To prove this point, researchers treated organoids with promyelinating compounds known to enhance myelin production in mice, and measured the rate and extent of oligodendrocyte generation and myelination.
Under normal conditions, adding promyelinating drugs to cultured organoids increased the rate and extent of oligodendrocyte generation and myelin production, the team reported.
But results differed in important ways using diseased organoids.

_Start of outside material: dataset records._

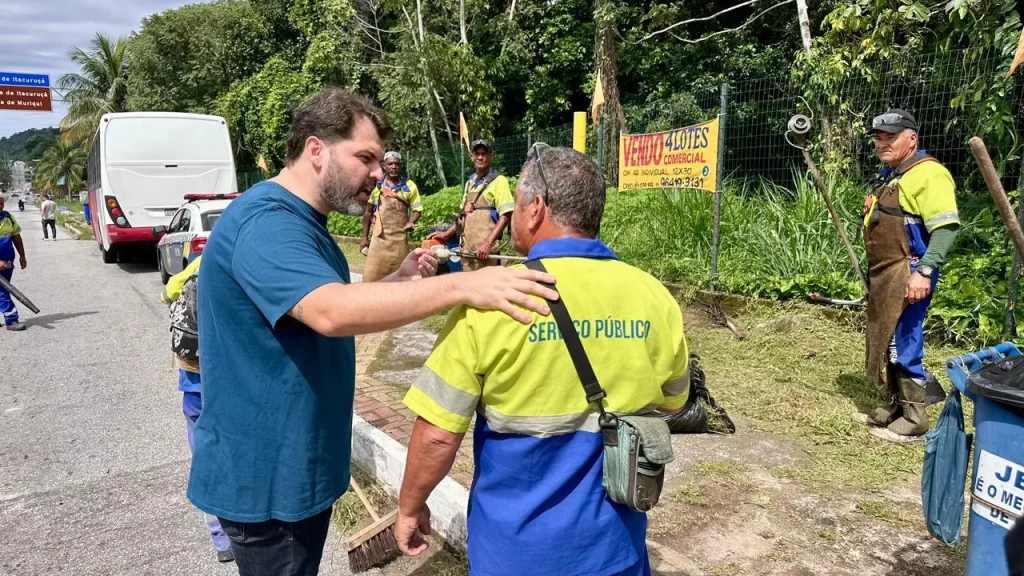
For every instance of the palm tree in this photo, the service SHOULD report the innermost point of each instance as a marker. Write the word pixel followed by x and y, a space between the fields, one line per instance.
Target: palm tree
pixel 61 164
pixel 100 87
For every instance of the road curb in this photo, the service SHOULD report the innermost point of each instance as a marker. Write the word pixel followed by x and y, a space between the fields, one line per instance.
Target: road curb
pixel 384 458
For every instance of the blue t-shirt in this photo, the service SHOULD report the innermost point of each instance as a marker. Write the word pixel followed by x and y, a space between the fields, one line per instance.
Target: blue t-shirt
pixel 274 437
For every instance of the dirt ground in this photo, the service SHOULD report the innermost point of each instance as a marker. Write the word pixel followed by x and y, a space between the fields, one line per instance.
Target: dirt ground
pixel 800 489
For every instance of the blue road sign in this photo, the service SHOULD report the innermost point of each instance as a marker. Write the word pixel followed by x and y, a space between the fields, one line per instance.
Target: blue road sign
pixel 20 79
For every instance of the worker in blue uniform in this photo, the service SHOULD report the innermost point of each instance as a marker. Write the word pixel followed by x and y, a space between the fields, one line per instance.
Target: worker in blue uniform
pixel 910 221
pixel 10 240
pixel 538 506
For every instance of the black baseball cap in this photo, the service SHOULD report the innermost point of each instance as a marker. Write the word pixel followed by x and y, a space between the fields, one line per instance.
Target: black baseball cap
pixel 893 121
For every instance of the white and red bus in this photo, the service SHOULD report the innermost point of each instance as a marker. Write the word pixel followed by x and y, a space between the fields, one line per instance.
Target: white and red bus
pixel 141 166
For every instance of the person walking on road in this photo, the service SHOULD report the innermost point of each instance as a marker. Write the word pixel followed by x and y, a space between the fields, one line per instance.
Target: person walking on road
pixel 180 295
pixel 910 221
pixel 10 240
pixel 391 213
pixel 486 207
pixel 278 314
pixel 537 505
pixel 48 212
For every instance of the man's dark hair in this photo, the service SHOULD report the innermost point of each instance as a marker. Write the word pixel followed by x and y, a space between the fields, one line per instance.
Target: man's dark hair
pixel 330 115
pixel 574 192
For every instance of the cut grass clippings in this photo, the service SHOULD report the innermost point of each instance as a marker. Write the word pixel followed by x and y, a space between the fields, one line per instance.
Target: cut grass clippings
pixel 800 374
pixel 349 513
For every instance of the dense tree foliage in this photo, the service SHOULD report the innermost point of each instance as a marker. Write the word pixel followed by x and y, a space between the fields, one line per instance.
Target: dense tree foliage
pixel 28 146
pixel 524 65
pixel 99 87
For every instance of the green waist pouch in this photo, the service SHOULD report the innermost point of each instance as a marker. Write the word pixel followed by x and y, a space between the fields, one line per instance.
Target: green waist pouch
pixel 634 466
pixel 636 447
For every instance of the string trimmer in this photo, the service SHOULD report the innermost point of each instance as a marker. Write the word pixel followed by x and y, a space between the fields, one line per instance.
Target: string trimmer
pixel 800 126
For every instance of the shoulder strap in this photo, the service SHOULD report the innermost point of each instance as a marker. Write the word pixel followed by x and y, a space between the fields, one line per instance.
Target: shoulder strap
pixel 595 394
pixel 483 184
pixel 913 161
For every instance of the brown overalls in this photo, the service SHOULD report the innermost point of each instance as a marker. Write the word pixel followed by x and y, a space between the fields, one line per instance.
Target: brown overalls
pixel 389 241
pixel 477 228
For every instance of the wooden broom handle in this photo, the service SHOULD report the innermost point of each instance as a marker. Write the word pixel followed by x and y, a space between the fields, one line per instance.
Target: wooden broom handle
pixel 998 195
pixel 363 497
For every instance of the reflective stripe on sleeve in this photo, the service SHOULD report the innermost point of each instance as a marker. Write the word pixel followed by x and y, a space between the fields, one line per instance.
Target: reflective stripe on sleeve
pixel 459 403
pixel 677 386
pixel 941 220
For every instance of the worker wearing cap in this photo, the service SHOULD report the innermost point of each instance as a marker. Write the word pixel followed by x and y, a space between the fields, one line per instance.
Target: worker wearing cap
pixel 910 221
pixel 10 240
pixel 486 207
pixel 391 212
pixel 537 505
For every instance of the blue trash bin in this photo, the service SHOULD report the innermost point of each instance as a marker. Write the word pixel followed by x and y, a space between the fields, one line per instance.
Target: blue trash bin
pixel 997 480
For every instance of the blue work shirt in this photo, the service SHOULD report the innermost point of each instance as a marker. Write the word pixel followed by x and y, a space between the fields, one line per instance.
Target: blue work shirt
pixel 274 437
pixel 538 506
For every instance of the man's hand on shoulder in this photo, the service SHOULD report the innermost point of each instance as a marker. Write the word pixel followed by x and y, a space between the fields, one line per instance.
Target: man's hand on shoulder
pixel 506 289
pixel 418 264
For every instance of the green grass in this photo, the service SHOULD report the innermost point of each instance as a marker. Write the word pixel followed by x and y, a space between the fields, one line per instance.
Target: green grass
pixel 799 375
pixel 353 255
pixel 436 322
pixel 75 220
pixel 689 493
pixel 349 513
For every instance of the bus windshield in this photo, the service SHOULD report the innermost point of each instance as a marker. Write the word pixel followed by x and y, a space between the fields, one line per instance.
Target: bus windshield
pixel 166 140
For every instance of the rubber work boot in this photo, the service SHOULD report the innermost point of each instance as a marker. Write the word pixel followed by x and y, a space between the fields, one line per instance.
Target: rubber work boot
pixel 934 393
pixel 913 422
pixel 886 413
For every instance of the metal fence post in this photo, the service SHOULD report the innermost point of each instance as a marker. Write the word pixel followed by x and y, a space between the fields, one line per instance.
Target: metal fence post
pixel 717 221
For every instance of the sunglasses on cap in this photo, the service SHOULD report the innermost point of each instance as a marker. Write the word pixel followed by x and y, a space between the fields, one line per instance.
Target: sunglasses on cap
pixel 888 119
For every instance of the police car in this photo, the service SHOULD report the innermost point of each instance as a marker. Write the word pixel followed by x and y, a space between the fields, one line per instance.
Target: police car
pixel 185 237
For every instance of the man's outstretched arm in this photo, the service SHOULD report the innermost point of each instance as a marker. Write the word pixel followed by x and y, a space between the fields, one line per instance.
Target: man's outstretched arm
pixel 431 453
pixel 348 310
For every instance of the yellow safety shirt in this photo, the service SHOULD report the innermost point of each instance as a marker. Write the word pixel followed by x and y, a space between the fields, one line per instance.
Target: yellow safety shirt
pixel 498 194
pixel 537 442
pixel 406 190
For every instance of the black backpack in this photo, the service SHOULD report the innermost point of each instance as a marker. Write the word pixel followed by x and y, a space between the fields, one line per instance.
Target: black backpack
pixel 184 331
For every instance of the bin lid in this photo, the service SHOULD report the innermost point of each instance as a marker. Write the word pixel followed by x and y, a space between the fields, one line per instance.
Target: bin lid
pixel 1001 381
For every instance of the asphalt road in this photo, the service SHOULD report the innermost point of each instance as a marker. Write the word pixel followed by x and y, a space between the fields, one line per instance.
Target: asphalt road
pixel 93 457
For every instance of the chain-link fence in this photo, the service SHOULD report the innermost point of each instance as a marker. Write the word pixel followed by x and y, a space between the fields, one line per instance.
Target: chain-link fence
pixel 945 92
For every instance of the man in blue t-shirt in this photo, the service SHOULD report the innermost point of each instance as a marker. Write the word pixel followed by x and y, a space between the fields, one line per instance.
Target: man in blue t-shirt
pixel 276 316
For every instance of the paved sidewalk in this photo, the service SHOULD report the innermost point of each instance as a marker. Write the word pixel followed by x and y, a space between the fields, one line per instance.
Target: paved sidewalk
pixel 379 403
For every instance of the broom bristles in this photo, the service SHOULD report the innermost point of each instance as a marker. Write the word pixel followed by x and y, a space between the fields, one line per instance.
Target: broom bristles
pixel 379 548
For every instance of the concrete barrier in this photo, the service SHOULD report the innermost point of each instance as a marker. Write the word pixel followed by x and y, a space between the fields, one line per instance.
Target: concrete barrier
pixel 384 458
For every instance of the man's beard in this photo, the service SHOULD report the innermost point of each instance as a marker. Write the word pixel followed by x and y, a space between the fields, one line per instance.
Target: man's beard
pixel 340 194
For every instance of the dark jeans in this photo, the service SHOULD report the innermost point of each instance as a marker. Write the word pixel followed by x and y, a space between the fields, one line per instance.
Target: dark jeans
pixel 279 548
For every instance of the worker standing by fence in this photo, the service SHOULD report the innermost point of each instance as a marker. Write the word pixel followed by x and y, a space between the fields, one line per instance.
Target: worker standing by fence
pixel 388 216
pixel 910 221
pixel 486 208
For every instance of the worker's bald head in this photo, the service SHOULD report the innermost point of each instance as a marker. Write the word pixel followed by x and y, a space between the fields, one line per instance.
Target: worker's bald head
pixel 560 192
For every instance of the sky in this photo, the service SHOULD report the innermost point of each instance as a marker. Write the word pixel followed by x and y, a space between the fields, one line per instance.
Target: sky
pixel 35 37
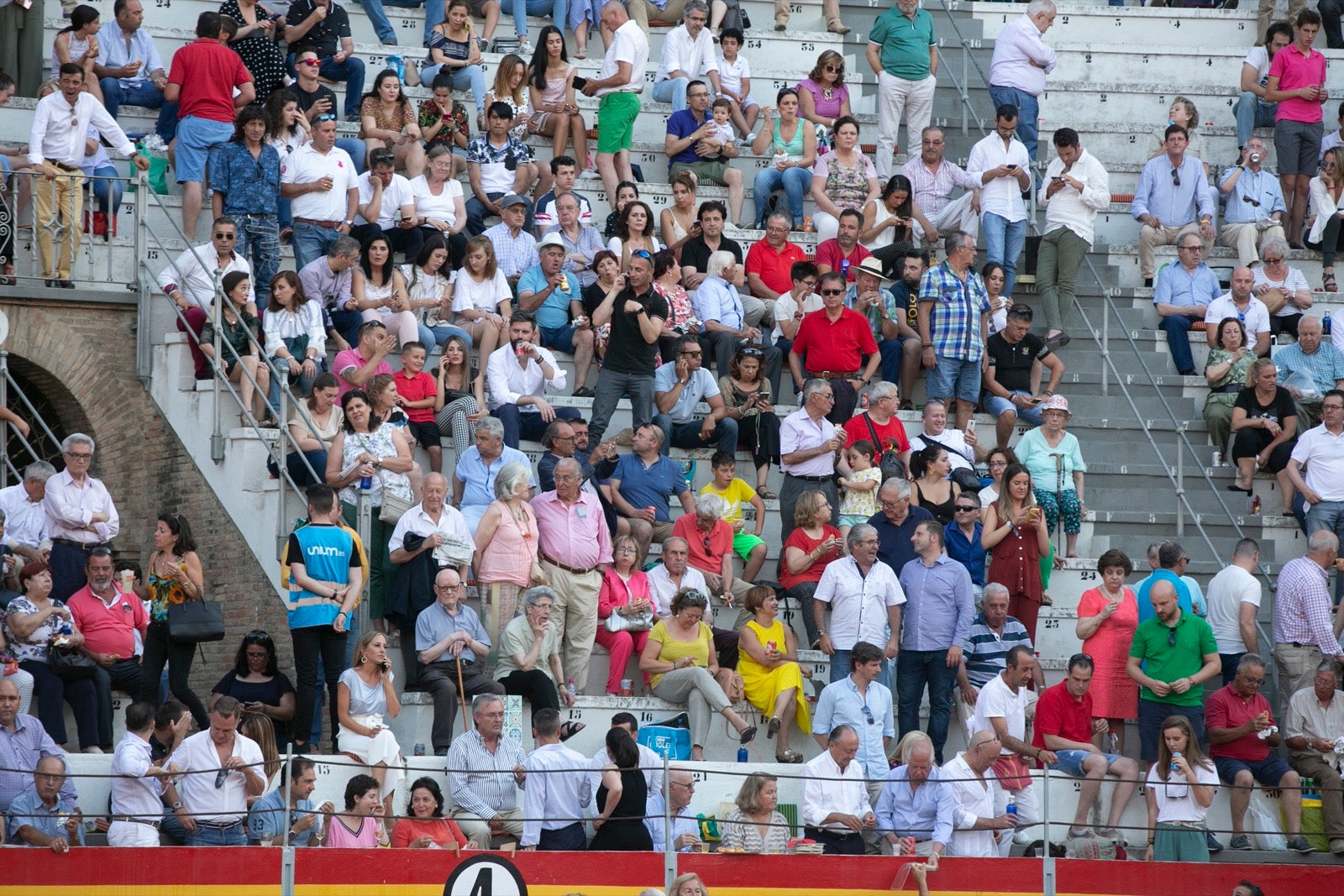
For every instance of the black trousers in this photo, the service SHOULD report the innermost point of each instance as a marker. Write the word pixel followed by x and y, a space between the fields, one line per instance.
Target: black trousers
pixel 313 644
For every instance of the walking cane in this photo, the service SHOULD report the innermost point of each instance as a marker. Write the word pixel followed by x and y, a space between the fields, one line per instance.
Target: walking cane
pixel 461 692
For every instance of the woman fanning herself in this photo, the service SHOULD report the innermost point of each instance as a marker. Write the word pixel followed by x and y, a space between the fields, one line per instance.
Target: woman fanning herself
pixel 555 113
pixel 768 660
pixel 1016 537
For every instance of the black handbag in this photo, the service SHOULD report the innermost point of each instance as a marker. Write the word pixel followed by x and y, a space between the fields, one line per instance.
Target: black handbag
pixel 69 664
pixel 195 622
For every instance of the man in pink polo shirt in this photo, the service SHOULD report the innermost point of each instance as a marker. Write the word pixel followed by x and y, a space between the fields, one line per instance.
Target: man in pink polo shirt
pixel 109 620
pixel 1297 83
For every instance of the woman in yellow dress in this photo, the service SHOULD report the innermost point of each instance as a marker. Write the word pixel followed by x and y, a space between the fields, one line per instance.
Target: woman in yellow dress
pixel 768 661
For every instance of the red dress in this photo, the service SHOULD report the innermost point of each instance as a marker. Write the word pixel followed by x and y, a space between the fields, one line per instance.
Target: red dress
pixel 1015 563
pixel 1115 694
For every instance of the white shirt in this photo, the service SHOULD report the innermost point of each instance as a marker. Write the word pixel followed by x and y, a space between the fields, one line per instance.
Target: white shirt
pixel 557 793
pixel 132 793
pixel 55 139
pixel 24 520
pixel 508 382
pixel 629 45
pixel 307 165
pixel 1001 195
pixel 1016 47
pixel 1175 799
pixel 443 206
pixel 450 524
pixel 1072 208
pixel 71 506
pixel 785 307
pixel 651 763
pixel 859 602
pixel 974 801
pixel 199 794
pixel 1320 453
pixel 195 271
pixel 827 789
pixel 1254 320
pixel 662 589
pixel 680 51
pixel 396 195
pixel 1227 591
pixel 998 700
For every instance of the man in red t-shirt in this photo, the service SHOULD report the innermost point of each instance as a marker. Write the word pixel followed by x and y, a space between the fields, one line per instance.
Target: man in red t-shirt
pixel 202 80
pixel 1242 739
pixel 843 253
pixel 835 340
pixel 1066 726
pixel 710 540
pixel 109 620
pixel 416 392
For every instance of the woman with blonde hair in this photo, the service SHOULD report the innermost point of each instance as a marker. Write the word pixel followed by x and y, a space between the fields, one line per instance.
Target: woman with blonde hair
pixel 756 825
pixel 506 551
pixel 366 698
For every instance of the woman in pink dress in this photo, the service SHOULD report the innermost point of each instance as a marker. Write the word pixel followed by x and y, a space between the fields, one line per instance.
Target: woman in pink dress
pixel 625 593
pixel 1106 620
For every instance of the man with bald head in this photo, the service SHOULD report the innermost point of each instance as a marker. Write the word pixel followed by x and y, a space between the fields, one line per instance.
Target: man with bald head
pixel 978 828
pixel 1173 656
pixel 1242 304
pixel 24 741
pixel 429 537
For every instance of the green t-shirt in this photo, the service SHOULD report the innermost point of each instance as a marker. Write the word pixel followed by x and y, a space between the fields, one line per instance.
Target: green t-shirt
pixel 1167 661
pixel 905 43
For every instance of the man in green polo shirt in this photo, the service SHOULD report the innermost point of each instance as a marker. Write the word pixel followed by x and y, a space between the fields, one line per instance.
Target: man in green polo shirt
pixel 1173 656
pixel 904 54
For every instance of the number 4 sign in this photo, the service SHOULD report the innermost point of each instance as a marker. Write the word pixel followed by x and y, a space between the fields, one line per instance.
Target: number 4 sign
pixel 486 875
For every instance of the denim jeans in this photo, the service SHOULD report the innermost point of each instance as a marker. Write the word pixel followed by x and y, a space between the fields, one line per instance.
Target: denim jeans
pixel 795 181
pixel 558 9
pixel 1178 338
pixel 107 190
pixel 261 235
pixel 311 242
pixel 378 18
pixel 914 671
pixel 689 434
pixel 1252 112
pixel 672 90
pixel 1003 244
pixel 143 94
pixel 1028 110
pixel 205 836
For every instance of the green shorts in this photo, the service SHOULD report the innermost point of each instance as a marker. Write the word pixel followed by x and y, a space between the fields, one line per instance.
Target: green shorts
pixel 743 543
pixel 705 170
pixel 616 121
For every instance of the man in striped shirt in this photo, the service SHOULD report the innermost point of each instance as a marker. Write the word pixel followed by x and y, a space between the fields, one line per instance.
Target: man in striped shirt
pixel 1303 633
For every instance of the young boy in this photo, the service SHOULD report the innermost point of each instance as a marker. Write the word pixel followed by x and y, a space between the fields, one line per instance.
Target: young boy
pixel 736 81
pixel 564 170
pixel 722 112
pixel 749 546
pixel 416 394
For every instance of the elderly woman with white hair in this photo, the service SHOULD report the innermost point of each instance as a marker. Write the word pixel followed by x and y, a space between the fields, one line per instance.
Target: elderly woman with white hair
pixel 506 551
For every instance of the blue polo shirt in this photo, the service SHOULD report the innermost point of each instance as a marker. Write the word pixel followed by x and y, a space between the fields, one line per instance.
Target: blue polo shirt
pixel 649 486
pixel 554 312
pixel 682 125
pixel 1146 605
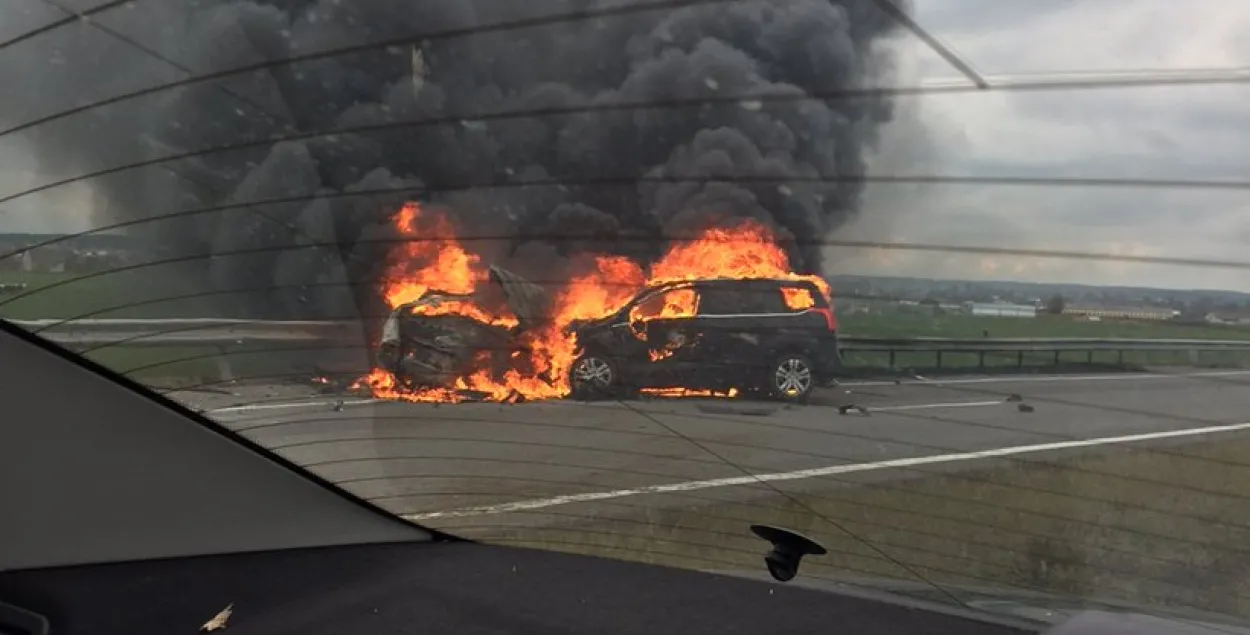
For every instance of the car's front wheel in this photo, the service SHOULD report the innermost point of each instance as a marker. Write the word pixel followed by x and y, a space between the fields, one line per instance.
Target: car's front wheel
pixel 793 378
pixel 594 375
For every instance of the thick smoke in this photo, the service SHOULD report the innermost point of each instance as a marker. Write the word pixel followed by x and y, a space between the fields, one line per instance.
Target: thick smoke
pixel 299 254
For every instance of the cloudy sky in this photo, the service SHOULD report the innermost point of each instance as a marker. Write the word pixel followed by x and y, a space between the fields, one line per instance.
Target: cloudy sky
pixel 1173 131
pixel 1153 133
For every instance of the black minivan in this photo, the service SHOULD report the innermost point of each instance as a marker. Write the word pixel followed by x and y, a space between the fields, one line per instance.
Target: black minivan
pixel 770 336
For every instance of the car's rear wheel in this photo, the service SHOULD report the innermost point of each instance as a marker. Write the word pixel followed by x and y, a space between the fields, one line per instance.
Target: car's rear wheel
pixel 793 378
pixel 594 375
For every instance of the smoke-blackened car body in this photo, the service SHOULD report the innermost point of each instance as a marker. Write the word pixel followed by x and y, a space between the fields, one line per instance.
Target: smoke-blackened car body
pixel 770 336
pixel 776 338
pixel 440 338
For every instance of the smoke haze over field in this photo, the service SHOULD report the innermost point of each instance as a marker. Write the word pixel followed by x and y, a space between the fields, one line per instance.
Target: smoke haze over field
pixel 718 49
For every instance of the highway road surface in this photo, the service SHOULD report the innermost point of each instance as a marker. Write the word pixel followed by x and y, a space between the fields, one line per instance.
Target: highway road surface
pixel 453 465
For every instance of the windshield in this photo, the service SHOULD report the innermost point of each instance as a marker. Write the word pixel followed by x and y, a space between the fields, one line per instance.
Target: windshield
pixel 380 239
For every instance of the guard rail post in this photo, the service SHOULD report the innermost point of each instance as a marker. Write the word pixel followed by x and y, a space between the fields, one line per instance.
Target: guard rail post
pixel 224 371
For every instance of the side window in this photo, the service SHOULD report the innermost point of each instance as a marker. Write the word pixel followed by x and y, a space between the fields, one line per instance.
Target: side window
pixel 763 300
pixel 740 300
pixel 720 301
pixel 676 303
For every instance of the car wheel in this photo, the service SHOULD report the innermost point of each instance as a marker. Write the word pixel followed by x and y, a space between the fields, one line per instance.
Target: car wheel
pixel 594 375
pixel 791 378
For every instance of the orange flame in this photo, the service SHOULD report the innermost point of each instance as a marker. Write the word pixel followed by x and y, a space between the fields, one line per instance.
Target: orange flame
pixel 798 299
pixel 431 260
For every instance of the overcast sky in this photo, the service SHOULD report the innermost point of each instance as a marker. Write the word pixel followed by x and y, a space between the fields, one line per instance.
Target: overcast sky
pixel 1178 131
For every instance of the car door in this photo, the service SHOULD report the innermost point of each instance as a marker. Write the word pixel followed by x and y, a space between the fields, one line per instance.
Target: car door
pixel 666 340
pixel 734 349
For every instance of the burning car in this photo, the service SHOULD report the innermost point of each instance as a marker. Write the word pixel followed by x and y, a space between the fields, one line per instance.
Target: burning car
pixel 720 309
pixel 431 343
pixel 774 336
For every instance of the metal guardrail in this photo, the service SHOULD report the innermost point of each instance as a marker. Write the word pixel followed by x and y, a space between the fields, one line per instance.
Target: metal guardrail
pixel 1021 346
pixel 226 333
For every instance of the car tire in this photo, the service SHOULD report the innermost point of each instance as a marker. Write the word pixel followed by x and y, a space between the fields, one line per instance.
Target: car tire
pixel 594 376
pixel 791 378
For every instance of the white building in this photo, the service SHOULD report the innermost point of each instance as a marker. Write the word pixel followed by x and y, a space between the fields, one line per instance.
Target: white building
pixel 1000 310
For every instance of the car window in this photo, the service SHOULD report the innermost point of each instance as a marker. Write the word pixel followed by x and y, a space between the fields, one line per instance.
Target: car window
pixel 676 303
pixel 740 300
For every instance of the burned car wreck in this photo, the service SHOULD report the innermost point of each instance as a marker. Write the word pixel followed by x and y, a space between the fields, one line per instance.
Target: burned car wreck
pixel 766 336
pixel 771 338
pixel 433 341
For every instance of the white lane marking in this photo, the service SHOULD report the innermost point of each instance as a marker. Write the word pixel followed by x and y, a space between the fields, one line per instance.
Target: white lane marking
pixel 926 406
pixel 1026 379
pixel 526 505
pixel 248 408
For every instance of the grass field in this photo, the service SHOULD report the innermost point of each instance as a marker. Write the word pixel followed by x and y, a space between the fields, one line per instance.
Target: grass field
pixel 119 294
pixel 145 294
pixel 1106 526
pixel 905 325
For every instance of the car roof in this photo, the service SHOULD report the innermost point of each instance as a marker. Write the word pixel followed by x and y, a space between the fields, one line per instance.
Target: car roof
pixel 729 281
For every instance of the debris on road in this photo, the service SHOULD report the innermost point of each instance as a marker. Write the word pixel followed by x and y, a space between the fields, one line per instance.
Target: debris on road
pixel 724 409
pixel 219 620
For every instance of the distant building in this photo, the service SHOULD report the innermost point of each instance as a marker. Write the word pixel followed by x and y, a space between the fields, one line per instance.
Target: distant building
pixel 1128 313
pixel 1230 318
pixel 1000 310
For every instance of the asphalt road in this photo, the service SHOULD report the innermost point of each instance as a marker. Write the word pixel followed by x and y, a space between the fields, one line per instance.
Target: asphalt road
pixel 484 465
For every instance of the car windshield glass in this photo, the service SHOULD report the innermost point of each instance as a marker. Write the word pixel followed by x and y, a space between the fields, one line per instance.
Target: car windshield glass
pixel 956 289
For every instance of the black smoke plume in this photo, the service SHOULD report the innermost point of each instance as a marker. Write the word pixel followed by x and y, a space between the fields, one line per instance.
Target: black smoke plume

Specifically, treating organoids generated from patients with Pelizaeus-Merzbacher disease — a fatal genetic myelin disorder — brought an in vitro recapitulation of the patients’ symptoms.
“Pelizaeus-Merzbacher disease has been a complicated disorder to study due to the many different mutations that can cause it and the inaccessibility of patient brain tissue,” said Zachary Nevin, PhD, co-first author on the study. “But these new organoids allow us to directly study brain-like tissue from many patients simultaneously and test potential therapies.”
Altogether, these findings demonstrate that oligocortical spheroids could be a versatile in vitro system to study how myelination occurs in the central nervous system, and a possible model for testing new therapies for neurodegenerative disorders.
“Our method enables generation of human brain tissue in the laboratory from any patient,” Tesar said. “More broadly, it can accurately recapitulate how the human nervous system is built and identify what goes wrong in certain neurological conditions.”